Secondly, these risks are a good illustration of the ethical challenges posed by innovation that I articulated yesterday in my exchange with Adam Thierer. These risks would be socially distributed, but unevenly and possibly even unjustly so. In other words, technologies of radical human enhancement (we’ll allow that loaded descriptor to slide for now) would carry consequences for both those who chose such enhancements and also for those who did not or could not. This problem is not, however, unique to these sorts of technologies. We generally lack adequate mechanisms for adjudicating the socially distributed risks of technological innovation. (To be clear, I don’t pretend to have any solutions to this problem.) We tolerate this because we generally tend to assume that, on balance, the advance of technology is a tide that lifts all ships even if not evenly so. Additionally, given our anthropological and political assumptions, we have a hard time imagining a notion of the common good that might curtail individual freedom of action.

Lastly, the Transhumanist vision assumes a certain understanding of happiness when it speaks of the promise of “super well-being.” This vision seems to be narrowly equated with the absence of suffering. But it is not altogether obvious that this is the only or best way of understanding the perennially elusive state of affairs that we call happiness. The committed Transhumanist seems to lack the imagination to conceive of alternative pursuits of happiness, particularly those that encompass and incorporate certain forms of suffering and tribulation. But that will not matter.

abolish sufferingIn the Transhumanist future one path to happiness will be prescribed. It will be objected that this path will be offered not prescribed, but, of course, this is disingenuous because in this vision the technologies of enhancement confer not only happiness narrowly defined but power as well. As Gary Marcus and Christof Koch recently noted in their discussion of brain implants, “The augmented among us—those who are willing to avail themselves of the benefits of brain prosthetics and to live with the attendant risks—will outperform others in the everyday contest for jobs and mates, in science, on the athletic field and in armed conflict.” Those who opt out will be choosing to be disadvantaged and marginalized. This may be a choice, but not one without a pernicious strain of tacit coercion.

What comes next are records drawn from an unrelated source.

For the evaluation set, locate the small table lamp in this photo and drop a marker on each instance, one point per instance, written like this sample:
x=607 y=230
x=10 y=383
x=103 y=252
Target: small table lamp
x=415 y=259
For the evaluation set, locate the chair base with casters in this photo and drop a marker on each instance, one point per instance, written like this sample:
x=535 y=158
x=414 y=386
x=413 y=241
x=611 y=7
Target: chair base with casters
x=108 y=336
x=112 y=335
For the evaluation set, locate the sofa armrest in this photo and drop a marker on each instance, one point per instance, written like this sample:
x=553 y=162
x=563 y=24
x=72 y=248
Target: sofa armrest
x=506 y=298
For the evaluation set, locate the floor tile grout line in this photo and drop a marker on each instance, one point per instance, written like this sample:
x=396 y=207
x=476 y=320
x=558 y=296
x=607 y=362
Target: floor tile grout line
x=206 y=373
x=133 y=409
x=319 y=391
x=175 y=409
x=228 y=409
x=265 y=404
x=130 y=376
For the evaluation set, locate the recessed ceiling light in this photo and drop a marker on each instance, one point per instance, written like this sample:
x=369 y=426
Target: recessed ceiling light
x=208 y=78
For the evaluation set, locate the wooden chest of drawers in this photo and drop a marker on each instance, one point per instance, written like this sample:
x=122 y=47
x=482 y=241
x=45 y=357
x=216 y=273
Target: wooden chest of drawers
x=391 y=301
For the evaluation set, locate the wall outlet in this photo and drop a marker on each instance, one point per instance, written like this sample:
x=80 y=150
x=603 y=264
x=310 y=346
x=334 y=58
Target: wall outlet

Years ago, just over seventy years ago in fact, C.S. Lewis anticipated what he called the abolition of man. The abolition of man would come about when science and technology found that the last frontier in the conquest of nature was humanity itself. “Human nature will be the last part of Nature to surrender to Man,” Lewis warned, and when it did a caste of Conditioners would be in the position to “cut out posterity in what shape they please.” Humanity, in other words, would become the unwilling subject of these Last Men and their final decisive exercise of the will to power over nature, the power to shape humanity in their own image.

Even as I write this, there is part of me that thinks this all sounds so outlandish, and that even to warn of it is an unseemly alarmism. After all, while some of the touted technologies appear to be within reach, many others seem to be well out of reach, perhaps forever so. But, then, I consider that many terrible things once seemed impossible and it may have been their seeming impossibility that abetted their eventual realization. Or, from a more positive perspective, perhaps it is sometimes the articulation of the seemingly far-fetched dangers and risks that ultimately helps us steer clear of them.